The channel runs about 80 miles from Point Conception on the north to Port Hueneme on the south, between the mainland and the Channel Islands.
According to a report prepared for the Santa Barbara County Energy Division, there is a significant likelihood “of approximately two very severe oil spills occurring during the next decade.”
When the draft of the report was released in February, oil industry officials were “very upset with the study,” said Bruce Carter, a planner with the county energy division. They remain skeptical of the results, Carter said, but after the Valdez disaster, “they have a different attitude. They know the danger out there and they’re more willing the address the issues.”
Even if all the tankers are rerouted out of the channel, there is still the danger of other vessels, some carrying toxic cargo, colliding and there is the danger of vessels striking oil platforms, said Elise Dale, executive director of Citizens Planning Assn., a local environmental lobbying organization.
“The rerouting isn’t a cure-all,” Dale said. “We’d like to see more pipelines in the Santa Barbara area, more double-hulled tankers and smaller tankers that are more navigable.”
Safety System Proposed
Robert Almy, head of the county energy division, said a “mandatory vessel control system,” which is similar to an air traffic control system, would best the safest way to control the vessels in the Santa Barbara Channel. This type of system is used in Puget Sound and four other channels in the country, he said.
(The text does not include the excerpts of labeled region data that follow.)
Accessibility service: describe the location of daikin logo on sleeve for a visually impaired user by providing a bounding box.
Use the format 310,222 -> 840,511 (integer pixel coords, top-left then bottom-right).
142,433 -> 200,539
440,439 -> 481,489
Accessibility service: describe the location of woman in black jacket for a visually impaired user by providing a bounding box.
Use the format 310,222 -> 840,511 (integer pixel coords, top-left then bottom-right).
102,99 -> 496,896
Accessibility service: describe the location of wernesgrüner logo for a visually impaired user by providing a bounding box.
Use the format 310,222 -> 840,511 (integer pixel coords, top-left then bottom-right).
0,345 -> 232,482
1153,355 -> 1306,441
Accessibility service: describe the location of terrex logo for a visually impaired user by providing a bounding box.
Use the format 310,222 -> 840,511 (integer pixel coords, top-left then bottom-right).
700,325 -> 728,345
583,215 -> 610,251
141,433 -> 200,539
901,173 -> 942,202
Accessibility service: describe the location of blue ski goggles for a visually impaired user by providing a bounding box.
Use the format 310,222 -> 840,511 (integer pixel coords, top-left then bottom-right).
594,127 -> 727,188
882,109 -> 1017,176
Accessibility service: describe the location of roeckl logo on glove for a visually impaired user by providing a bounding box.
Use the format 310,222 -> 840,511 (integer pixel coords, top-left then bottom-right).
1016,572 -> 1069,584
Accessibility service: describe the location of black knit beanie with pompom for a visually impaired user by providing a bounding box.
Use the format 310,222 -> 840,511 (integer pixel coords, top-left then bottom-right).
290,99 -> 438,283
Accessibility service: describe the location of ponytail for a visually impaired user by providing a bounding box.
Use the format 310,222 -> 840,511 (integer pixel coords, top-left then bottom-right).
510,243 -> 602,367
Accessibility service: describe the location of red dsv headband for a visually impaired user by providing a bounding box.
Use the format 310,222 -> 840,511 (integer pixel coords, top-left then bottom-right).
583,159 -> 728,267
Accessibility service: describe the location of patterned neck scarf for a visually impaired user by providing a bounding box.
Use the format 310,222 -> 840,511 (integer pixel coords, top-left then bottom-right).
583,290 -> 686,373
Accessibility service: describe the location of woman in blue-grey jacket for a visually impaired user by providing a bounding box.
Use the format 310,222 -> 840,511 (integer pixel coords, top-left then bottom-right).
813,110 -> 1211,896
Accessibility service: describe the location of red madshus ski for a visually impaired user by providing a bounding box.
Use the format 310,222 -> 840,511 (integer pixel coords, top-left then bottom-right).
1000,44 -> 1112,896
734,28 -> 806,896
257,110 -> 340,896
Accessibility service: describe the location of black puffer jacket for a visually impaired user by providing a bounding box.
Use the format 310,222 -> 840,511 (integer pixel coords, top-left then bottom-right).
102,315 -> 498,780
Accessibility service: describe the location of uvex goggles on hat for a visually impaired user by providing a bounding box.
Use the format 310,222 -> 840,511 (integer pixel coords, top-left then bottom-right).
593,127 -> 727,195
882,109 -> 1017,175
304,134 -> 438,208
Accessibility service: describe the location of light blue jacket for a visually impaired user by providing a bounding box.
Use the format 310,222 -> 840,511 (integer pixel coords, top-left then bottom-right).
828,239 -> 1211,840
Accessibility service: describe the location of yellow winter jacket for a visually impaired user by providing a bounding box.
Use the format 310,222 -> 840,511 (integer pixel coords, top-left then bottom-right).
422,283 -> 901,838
Lagomarsino has proposed federal legislation banning Alaskan oil tankers from the channel unless they have a destination in the channel, but oil companies have resisted the change because of the additional cost. Chevron estimated Friday that it would cost the company about $500,000 a year to route around the channel, which adds about 50 miles and four hours sailing time to each round trip.
On a related issue, Rep. Barbara Boxer (D-Greenbrae) announced Friday that the U.S. Coast Guard has agreed to hold public hearings in San Francisco this summer to study a controversial sea lane being proposed off California’s Central Coast. The hearings will review the size, location and configuration of the tanker safety lane, which federal law requires before the Department of the Interior can sell more offshore oil leases.
The Coast Guard originally planned a five-mile-wide lane from Santa Barbara north to the Ano Nuevo State Reserve, but reduced it to accommodate additional drilling platforms after the Interior Department objected. Now under study are two lanes, each a mile wide, separated by a median of platforms.
Boxer said the new plan greatly increases the likelihood a tanker would run into a platform, an event she said has occurred 93 times since 1970. She added that the Exxon Valdez was 1 1/2 miles off course when it ran aground in Alaska in March.